A Green Solution to the Housing Crisis


Startup converts old shipping containers into homes.

South Carolina’s SG Block is retrofitting 40-feet steel boxes from cargo ships emblazoned with brand names like Maersk into building units for homes.

The company has already erected a few homes and is now working on a development of several homes in Oceanside, California. Because the frame is made of steel, the homes also should stand up well in earthquakes. Ultimately, SG wants to become a component supplier to the construction industry – i.e., it will supply brand-name blocks to builders, architects and developers who will then turn them into dwellings.


Modular homes are getting ready for their close-up. Building homes in factories and then transporting them to a building site has several economic and environmental benefits over traditional construction, say advocates. Factory-built homes can be built more rapidly than conventional homes.

Building in a factory eliminates exposure of wood and other materials to the weather, which reduces the odds of mold blooms or warping. You can also get very tight seals between walls, windows and ceilings, which increases energy efficiency.


Michelle Kaufmann Designs is probably the leader among the new wave of modular home companies but the number of competitors grows all the time. VCs are also dipping more into building materials and buildings: unlike solar, these companies don’t need hundreds of millions of dollars. There is even a VC firm, Navitas, that specializes in green building investments.

The prices on factory homes vary widely. Some high-end modular homes can go for $400 a square foot. SG will sell some for $150 a square foot. (The price doesn’t include the cost of a foundation, which the company says can run $5 a square foot, or the land.)

The idea for the company came to founder Dave Cross during his days in the merchant marines. When you pilot crates around the world and stare at them all the time, you start to think about other things you can do with them, he explained.
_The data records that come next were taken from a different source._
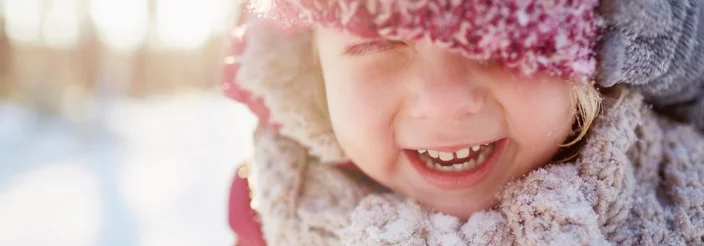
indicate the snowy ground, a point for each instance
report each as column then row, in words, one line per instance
column 146, row 172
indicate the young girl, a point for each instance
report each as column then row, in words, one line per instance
column 452, row 123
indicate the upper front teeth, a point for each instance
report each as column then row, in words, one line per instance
column 448, row 156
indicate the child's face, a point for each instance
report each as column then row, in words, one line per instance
column 398, row 108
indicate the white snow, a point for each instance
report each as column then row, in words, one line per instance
column 148, row 172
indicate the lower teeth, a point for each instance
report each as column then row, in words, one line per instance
column 461, row 167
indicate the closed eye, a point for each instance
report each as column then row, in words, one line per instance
column 373, row 46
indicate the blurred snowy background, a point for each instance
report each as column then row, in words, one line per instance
column 113, row 130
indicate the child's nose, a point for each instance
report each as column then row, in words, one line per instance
column 444, row 88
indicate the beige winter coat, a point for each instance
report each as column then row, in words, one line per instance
column 638, row 181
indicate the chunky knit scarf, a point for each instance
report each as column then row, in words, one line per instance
column 639, row 181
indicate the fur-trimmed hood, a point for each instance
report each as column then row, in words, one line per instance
column 273, row 50
column 637, row 182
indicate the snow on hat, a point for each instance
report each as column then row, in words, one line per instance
column 278, row 77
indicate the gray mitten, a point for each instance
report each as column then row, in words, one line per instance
column 656, row 47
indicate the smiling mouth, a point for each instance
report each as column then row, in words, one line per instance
column 466, row 159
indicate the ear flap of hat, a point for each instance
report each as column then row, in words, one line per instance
column 276, row 73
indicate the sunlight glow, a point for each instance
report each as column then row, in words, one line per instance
column 188, row 24
column 58, row 204
column 61, row 27
column 121, row 24
column 23, row 20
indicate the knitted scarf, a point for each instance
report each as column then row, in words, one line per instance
column 638, row 181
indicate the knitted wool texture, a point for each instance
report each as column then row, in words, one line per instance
column 527, row 36
column 637, row 182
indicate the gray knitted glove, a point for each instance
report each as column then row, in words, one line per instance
column 656, row 47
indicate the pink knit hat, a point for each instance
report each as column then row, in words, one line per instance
column 277, row 77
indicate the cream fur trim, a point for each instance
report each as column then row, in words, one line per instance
column 638, row 182
column 283, row 70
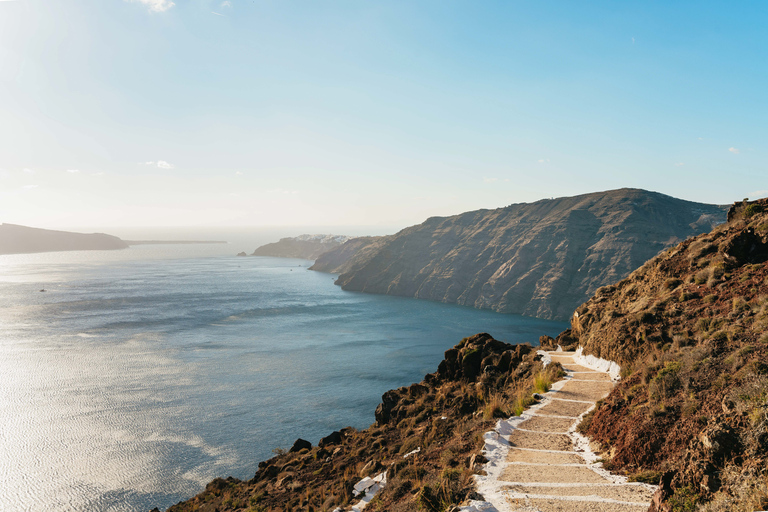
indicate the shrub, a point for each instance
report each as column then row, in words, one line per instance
column 541, row 383
column 684, row 500
column 647, row 477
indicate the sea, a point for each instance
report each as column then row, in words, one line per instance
column 129, row 379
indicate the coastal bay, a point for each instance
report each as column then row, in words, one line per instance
column 140, row 375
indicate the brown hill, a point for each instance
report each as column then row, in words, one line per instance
column 540, row 259
column 690, row 329
column 15, row 239
column 427, row 437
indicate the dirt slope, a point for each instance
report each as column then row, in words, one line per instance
column 690, row 329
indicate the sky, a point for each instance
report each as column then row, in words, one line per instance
column 366, row 112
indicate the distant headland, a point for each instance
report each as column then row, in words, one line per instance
column 16, row 239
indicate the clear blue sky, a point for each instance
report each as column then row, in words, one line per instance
column 251, row 112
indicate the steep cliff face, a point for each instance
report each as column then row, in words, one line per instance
column 334, row 261
column 540, row 259
column 307, row 247
column 690, row 329
column 15, row 239
column 427, row 438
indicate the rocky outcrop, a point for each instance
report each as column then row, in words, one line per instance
column 540, row 259
column 307, row 247
column 15, row 239
column 689, row 329
column 425, row 444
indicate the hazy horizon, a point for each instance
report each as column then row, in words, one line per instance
column 234, row 113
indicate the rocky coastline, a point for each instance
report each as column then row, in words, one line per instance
column 684, row 335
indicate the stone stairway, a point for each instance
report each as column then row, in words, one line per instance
column 537, row 462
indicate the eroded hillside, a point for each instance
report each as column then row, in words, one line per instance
column 540, row 259
column 690, row 329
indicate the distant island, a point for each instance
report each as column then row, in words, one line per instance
column 16, row 239
column 308, row 247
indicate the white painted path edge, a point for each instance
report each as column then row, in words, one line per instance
column 541, row 490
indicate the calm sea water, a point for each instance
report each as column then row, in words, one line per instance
column 140, row 375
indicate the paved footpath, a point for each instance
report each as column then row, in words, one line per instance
column 537, row 462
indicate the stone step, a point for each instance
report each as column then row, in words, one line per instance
column 555, row 505
column 563, row 408
column 545, row 424
column 636, row 493
column 585, row 391
column 540, row 440
column 598, row 376
column 539, row 457
column 550, row 474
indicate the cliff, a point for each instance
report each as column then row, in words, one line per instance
column 689, row 329
column 15, row 239
column 427, row 438
column 540, row 259
column 307, row 247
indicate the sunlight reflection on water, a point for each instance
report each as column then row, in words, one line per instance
column 134, row 380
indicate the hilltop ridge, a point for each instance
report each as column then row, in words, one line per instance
column 540, row 259
column 690, row 330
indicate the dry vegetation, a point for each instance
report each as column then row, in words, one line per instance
column 689, row 329
column 444, row 416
He initially built some small versions of the house. Bob Vila saw them and began promoting SG Block.

And where do they get the block? Cross has pals in the salvage business from his days at sea. When they get the block, they remove the sides, clean them of noxious chemicals and add any needed support.

Disclosure: Greentech Media is one of several media sponsors at the show, but it is a pretty cool show. In a singe day I learned about how to make artificial grass, learned about alcohol-burning portable fireplaces and saw a toilet with a sink attached. By all means go.